Documenting Hiroshima 80 years after A-bombing: In February 1958, Truman’s remarks
Mar. 28, 2025
Strong protest against insult to A-bombing victims
by Michio Shimotaka, Staff Writer
On February 3, 1958, the Chugoku Shimbun evening edition carried a front-page article by a news agency reporting on remarks made by Harry S. Truman, U.S. president at the time of the atomic bombings. Mr. Truman reportedly had said he felt no regret whatsoever after giving the order to drop atomic bombs on Hiroshima and Nagasaki.
Mr. Truman had made the remarks on a U.S. television program broadcast on February 2. He had said it would have been foolish not to use weapons in the country’s possession that could win the war, and that he would not hesitate to use hydrogen bombs in an emergency situation in the future.
Sparking dispute with Truman
On February 3, Heiichi Fujii, secretary-general of the Japan Confederation of A- and H-Bomb Sufferers Organizations (Nihon Hidankyo), criticized Mr. Truman’s remarks. “That means more than 200,000 people died in vain. It’s proof that he doesn’t understand the reality of devastation from the atomic bombings,” said Mr. Fujii. Hiroshima’s governor and mayor also expressed their formal protest. At a special session of the Hiroshima City Council held on February 13, all 31 council members in attendance unanimously authorized an official statement of protest calling Mr. Truman’s remarks “a gross insult to the citizens of Hiroshima City and the victims of the atomic bombings.” That sparked a dispute with Mr. Truman himself.
On March 12, Mr. Truman published a letter addressed to Tsukasa Nitoguri, chair of the Hiroshima City Council, in which he criticized the Council’s stance by saying that if it had not been for the attack on Pearl Harbor by the Japanese military, the atomic bombings would not have happened. He claimed, without offering concrete evidence, that the bombings had prevented a combined total of 1.5 million casualties on the Allied and Japanese sides, emphasizing the necessity of the atomic bombings.

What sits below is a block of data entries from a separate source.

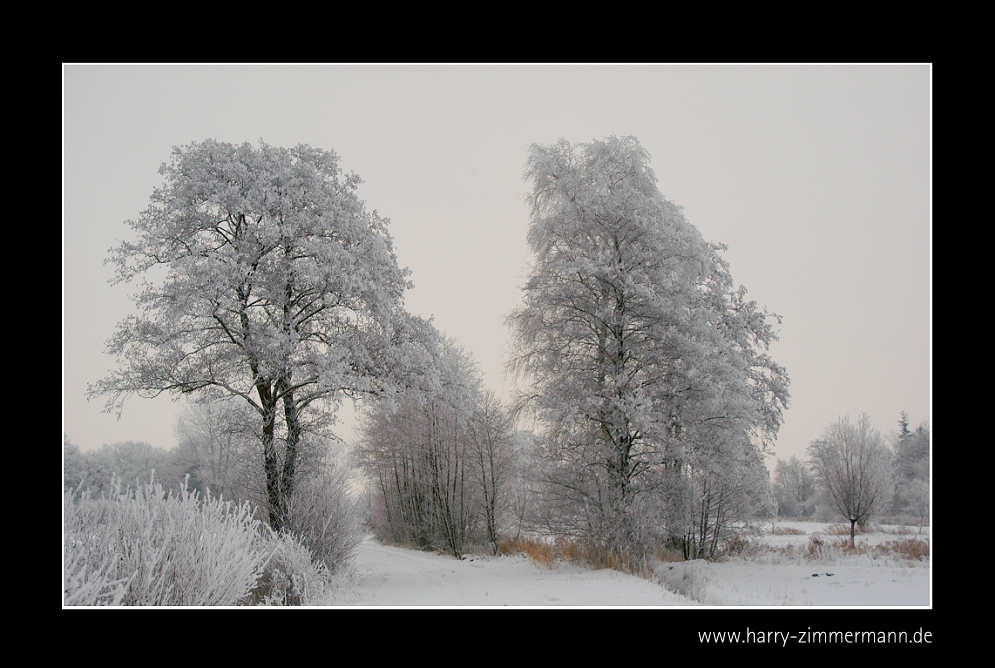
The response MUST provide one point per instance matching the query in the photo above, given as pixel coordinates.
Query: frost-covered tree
(642, 358)
(269, 281)
(911, 448)
(439, 458)
(854, 468)
(794, 488)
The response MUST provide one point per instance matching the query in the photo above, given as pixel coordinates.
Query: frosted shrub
(292, 575)
(149, 547)
(325, 518)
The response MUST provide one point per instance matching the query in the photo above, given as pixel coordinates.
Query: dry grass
(538, 551)
(913, 549)
(844, 530)
(574, 552)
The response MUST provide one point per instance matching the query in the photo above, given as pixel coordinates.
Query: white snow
(391, 576)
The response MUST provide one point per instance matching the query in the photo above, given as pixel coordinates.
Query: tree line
(853, 472)
(645, 376)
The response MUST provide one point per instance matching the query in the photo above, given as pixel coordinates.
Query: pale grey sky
(817, 178)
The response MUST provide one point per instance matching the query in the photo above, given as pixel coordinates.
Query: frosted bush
(292, 575)
(149, 547)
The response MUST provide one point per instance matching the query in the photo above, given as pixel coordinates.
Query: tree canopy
(641, 356)
(278, 286)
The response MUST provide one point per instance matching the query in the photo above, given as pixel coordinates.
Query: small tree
(854, 468)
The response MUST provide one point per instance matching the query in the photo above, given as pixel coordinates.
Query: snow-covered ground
(390, 576)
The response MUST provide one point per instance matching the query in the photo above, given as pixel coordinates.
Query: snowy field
(389, 576)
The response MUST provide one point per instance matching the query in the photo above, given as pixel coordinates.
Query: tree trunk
(271, 460)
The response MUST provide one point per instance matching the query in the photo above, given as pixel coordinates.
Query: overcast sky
(816, 177)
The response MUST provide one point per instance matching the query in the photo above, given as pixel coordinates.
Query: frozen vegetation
(779, 570)
(646, 383)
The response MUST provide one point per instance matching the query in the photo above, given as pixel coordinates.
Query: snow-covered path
(390, 576)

In response, in a plenary session of the City Council held on March 20, Mr. Nitoguri proposed sending a formal letter of protest, noting that Mr. Truman had shown no signs of remorse in his remarks, a proposal that was approved by the Council. In the letter, while expressing deep regret for Japanese war leaders’ “attempt to resolve the conflict through a terrible act of aggression in the attack on Pearl Harbor,” it also emphasized that the atomic bombings were a “clear violation” of international law.
“You committed an act of violence, massacring more than 200,000 non-combatants, irrespective of age or gender, and then tried to legitimize it. Do you dare consider that a humanitarian act?”

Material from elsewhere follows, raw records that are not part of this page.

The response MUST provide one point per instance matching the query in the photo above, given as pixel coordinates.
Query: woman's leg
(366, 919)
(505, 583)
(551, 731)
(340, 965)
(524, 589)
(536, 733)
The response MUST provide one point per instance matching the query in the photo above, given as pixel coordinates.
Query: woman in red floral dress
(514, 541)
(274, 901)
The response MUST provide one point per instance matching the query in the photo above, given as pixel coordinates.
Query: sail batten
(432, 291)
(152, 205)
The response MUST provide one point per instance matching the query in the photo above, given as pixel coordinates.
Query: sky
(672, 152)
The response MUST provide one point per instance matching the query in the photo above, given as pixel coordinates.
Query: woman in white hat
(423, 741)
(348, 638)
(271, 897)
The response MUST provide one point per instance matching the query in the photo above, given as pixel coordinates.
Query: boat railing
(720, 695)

Mr. Nitoguri was one of those who took part in relief efforts and in burying the dead in his own district of Ushita (in Hiroshima’s present-day Higashi Ward) immediately after the atomic bombing of the city. At that time, the Hiroshima City Council included Masayuki Akita (introduced in this Chugoku Shimbun series in an article published on March 2), who had lost his oldest son, a third-year student at Hiroshima First Middle School (present-day Kokutaiji High School), in the bombing, as well as Shigeki Shibata, deputy mayor of Hiroshima at the time of the bombing, who had been engaged in aid and relief work.
Reaction in U.S.
The dispute also generated a reaction in the United States, with the Hiroshima City government receiving around 20 letters of both support and opposition from Americans by April of that year. Six letters in support of Mr. Truman included remarks imploring people not to forget about the attack on Pearl Harbor. In contrast, another letter mentioned the writer’s hatred of Mr. Truman for laughing off the atomic bombings.
On the other hand, when Japan Prime Minister Nobusuke Kishi was asked during a plenary session of the upper House of Councilors on February 14 about Mr. Truman’s remarks, he responded, “If true, they are regrettable.” Behind the scenes, Koichi Asakai, Japan’s ambassador to the United States, was urged to voice more opposition by a former official with the General Headquarters of the Allied Powers (GHQ). The official confidential telegram dated March 20, 1958, and addressed to Japan’s Foreign Minister Aiichiro Fujiyama still exists today.
The man who sent the telegram was Bonner Fellers, a military secretary to U.S. Supreme Commander Douglas MacArthur. He emphasized that linking Japan’s decision to surrender with the atomic bombings was contrary to fact. He also noted, given the relationship between Mr. Truman and the incumbent U.S. President Dwight D. Eisenhower, it was unlikely that the U.S. and Japanese governments would enter into a strained relationship even if certain steps were taken.
Mr. Asakai reported that, “I said in response that I appreciated it.” However, in the end, Japan’s government took no noteworthy action, with the proposal effectively being ignored. Mr. Truman neither retracted his remarks nor offered an apology.